Some registered nurses (RNs) deem that Licensed Practical Nurses (LPNs) should not hold the title since they have less clinical training and education. However, this statement is not true. First of all, Licensed Practical Nurses (LPNs) must pass a national licensure exam prior to assuming nursing responsibilities. The truth is, if an individual passed the NCLEX- PN, they have earned the title nurse. Furthermore, a governing board can suspend or revoke an LPN’s license if he or she engages in a disorderly act. Although LPNs are usually under the supervision of an RN and they complete several tasks.
So, yes Licensed Practical Nurses are nurses. There is just a little difference between education, training, and duties that they have as compared to Registered nurses but that doesn’t mean that they shouldn’t be addressed as nurses. Their duties vary from state to state and they could work under the supervision of a Registered nurse or a nurse practitioner. In some states, LPNs can:
- Performs procedures or treatments
- Perform ongoing assessments of patients
- Complete basic care
- Take a patient’s medical history
- Administer medications/ immunizations
- Start/ manage IVs
- Complete dressing changes
- Assume independent care of the sub- acutely ill or chronically ill patients
- Assist the RN in the care of an acutely ill patient
Licensed Practical Nurses are a fundamental part of the nursing workforce. They perform as many duties in the healthcare environment and assist patients as their education and training allow. Just because of a few differences, the title of “nurse’ should not be snatched from them as it is what they are.

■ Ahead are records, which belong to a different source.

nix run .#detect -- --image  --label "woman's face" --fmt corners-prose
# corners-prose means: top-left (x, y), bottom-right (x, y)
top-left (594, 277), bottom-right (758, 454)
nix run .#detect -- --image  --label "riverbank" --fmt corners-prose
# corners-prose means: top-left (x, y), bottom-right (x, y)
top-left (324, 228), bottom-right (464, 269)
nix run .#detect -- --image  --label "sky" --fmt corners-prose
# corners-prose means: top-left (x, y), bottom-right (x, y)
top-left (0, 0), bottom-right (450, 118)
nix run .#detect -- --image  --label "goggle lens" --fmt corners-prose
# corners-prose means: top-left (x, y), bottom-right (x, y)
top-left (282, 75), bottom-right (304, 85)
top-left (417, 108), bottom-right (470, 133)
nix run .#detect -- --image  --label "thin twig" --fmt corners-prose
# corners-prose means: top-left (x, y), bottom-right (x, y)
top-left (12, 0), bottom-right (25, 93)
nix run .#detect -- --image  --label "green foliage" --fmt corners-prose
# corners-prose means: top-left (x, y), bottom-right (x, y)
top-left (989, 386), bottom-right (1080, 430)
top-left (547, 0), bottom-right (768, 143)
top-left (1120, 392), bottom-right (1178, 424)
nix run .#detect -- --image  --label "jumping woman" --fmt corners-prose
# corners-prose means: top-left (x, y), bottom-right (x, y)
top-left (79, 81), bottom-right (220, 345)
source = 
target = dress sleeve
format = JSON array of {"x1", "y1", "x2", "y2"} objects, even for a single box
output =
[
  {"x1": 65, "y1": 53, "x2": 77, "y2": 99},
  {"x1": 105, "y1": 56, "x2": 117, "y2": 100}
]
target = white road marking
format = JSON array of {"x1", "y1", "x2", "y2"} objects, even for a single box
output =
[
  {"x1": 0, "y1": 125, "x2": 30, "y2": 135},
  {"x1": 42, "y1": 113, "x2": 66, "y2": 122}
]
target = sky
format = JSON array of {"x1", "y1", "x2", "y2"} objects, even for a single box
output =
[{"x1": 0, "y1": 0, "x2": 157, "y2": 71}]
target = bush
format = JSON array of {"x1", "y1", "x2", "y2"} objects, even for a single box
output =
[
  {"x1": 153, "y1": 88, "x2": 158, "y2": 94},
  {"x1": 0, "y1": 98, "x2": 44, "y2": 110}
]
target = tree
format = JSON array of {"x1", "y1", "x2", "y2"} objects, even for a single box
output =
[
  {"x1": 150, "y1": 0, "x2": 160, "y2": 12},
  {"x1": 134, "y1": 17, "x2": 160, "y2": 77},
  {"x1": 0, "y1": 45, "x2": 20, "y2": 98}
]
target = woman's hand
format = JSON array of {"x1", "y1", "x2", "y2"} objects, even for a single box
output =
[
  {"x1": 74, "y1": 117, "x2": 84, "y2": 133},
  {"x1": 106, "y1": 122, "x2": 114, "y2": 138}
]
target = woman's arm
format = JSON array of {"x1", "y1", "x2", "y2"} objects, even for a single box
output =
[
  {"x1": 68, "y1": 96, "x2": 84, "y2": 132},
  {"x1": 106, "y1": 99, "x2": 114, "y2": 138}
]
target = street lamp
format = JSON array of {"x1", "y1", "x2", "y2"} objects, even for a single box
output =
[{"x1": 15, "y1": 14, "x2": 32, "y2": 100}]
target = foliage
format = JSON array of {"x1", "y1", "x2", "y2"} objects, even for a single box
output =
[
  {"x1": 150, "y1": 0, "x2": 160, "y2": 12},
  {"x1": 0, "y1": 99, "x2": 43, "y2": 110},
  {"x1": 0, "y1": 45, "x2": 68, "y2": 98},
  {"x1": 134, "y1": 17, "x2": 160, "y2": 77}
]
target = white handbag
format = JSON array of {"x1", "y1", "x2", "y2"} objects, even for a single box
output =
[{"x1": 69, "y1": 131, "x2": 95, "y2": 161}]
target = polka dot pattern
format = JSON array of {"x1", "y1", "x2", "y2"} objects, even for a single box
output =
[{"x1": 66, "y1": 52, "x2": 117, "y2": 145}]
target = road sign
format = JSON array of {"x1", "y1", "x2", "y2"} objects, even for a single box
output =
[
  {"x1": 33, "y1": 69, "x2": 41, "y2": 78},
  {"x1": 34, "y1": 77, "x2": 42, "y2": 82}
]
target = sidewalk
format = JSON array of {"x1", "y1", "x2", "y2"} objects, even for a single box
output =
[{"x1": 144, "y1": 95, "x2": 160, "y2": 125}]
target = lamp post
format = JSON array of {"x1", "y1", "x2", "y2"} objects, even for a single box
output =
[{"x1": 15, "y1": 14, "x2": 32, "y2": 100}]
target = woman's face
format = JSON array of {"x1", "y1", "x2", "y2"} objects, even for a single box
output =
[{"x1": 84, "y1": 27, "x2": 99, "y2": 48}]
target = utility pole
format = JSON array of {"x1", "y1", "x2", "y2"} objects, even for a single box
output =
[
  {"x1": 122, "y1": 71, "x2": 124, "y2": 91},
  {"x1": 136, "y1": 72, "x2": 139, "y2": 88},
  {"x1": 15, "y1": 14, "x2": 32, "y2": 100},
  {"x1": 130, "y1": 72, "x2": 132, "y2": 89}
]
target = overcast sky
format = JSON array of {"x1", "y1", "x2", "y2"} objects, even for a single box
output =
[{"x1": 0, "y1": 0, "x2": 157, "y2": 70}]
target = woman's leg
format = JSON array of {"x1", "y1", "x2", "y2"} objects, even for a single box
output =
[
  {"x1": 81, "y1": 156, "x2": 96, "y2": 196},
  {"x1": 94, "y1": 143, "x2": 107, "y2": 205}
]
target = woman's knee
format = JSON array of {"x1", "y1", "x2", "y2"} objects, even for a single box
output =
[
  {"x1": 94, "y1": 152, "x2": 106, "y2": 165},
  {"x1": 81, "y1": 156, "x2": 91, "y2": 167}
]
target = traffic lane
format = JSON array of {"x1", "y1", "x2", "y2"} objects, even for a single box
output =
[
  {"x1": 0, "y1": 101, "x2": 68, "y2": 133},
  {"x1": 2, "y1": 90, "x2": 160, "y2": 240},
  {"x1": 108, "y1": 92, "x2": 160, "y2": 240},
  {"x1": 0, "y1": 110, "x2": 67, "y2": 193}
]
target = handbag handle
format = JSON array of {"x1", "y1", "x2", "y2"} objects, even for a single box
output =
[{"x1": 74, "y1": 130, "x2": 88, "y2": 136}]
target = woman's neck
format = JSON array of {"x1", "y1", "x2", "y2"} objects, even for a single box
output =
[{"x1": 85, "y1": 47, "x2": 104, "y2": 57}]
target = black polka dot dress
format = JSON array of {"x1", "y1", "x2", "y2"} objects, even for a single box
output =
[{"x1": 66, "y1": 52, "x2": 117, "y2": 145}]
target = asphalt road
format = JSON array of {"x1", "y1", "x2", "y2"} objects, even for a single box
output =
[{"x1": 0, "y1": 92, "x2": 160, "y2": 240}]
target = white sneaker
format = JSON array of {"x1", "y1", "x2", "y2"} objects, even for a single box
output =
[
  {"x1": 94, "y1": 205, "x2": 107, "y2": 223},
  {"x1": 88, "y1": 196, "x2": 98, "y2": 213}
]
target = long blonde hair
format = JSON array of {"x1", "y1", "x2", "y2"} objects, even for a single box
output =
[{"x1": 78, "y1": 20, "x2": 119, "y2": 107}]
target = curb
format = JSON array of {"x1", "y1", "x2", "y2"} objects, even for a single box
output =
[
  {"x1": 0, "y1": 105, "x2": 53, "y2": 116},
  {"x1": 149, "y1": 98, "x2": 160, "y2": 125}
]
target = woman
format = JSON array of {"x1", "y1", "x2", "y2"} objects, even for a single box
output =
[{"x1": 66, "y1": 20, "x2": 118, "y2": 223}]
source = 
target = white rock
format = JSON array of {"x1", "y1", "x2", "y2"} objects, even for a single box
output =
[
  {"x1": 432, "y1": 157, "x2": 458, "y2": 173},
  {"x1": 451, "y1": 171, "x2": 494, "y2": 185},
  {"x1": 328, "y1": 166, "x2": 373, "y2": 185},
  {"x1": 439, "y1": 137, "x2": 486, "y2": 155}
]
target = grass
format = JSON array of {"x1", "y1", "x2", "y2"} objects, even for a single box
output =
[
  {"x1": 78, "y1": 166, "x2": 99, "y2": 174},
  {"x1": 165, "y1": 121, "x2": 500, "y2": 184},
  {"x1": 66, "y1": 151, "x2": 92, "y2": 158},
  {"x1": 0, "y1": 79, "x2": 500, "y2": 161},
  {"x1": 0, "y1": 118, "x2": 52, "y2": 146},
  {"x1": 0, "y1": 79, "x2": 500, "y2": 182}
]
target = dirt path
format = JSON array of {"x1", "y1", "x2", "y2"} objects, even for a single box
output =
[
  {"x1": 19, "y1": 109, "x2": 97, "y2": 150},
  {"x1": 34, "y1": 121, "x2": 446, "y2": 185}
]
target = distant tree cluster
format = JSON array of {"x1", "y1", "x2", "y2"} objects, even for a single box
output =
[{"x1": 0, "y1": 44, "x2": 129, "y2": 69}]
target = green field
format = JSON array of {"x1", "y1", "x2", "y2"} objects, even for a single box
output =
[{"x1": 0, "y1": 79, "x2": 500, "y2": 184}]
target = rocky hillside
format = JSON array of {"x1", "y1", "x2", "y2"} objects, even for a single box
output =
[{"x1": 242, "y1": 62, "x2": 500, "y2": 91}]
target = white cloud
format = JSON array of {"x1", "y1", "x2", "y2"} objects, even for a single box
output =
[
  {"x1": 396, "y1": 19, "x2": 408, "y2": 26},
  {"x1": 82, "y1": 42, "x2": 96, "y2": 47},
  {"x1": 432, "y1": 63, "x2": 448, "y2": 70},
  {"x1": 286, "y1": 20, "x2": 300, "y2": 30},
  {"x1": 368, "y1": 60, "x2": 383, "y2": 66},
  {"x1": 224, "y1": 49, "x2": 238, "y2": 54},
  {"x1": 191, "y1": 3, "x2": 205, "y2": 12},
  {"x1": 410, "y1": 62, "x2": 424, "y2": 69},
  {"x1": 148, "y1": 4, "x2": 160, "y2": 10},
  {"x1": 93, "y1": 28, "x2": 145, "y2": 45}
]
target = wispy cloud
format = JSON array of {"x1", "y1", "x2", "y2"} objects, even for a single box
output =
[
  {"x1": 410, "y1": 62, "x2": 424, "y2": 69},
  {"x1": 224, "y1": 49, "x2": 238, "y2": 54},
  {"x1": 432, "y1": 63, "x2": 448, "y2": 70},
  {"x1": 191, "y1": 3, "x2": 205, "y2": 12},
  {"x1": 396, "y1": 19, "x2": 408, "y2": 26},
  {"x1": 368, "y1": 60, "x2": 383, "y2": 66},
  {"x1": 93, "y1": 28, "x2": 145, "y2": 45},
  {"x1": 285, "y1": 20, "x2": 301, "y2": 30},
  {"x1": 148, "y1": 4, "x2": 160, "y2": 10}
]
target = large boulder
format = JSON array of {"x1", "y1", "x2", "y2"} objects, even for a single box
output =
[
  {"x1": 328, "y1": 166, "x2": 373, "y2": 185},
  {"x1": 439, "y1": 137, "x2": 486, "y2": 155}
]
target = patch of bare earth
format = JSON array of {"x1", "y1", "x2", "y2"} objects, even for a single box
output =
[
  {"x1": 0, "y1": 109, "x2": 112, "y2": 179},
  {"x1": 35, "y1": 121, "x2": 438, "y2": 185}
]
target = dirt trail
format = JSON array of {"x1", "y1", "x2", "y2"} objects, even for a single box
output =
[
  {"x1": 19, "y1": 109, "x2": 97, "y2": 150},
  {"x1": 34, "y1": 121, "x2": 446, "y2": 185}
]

Fields where you can see a Licensed Practical Nurse (LPNs):
In most cases, LPNs will not be the medical practitioner you are scheduled to see. Instead, they will be working as an assistant to the medical professional or doctor who has primary charge of your care. As a result, you may see an LPN in a variety of different medical facilities.
Most commonly, LPNs are found in long-term care facilities such as nursing homes and hospice care facilities. These are the medical facilities where people need the most day-to-day assistance. Here they will help residents care for themselves, dispense medication, and monitor their health for the resident’s primary care physicians.
Home health care:
If someone has a medical professional who comes to their home daily or weekly, they are likely working with an LPN. In this case, LPNs provide similar care to what they would in a nursing home or hospice center. They monitor their client’s health and help them handle daily tasks that they cannot manage on their own.
General physician offices:
In some particularly busy general care offices, LPNs might help smooth the patient experience. An LPN may be the person who takes your vitals before the doctor comes in for your examination.
LPNs are most frequently in charge of responding to patient requests, giving medications, taking care of wound dressings, and helping patients feel comfortable
Licensed Practical Nurses (LPNS) calling themselves nurses is in their credentials. They provide nursing duties and care under the supervision of registered nurses (RNs). Though LPNs are more likely to earn lower salaries than RNs. This is because RNs have more advanced training and can carry out more complex types of patient care. Being an LPN is honorable and worthwhile. For many, it is a step forward toward a long and successful career in nursing. However, their job opportunities may be limited. They can work in nursing homes or doctor’s offices under the supervision of RNs and Doctors themselves. Becoming an LPN usually takes a year-long training program and allows you to further specialize and do multiple courses.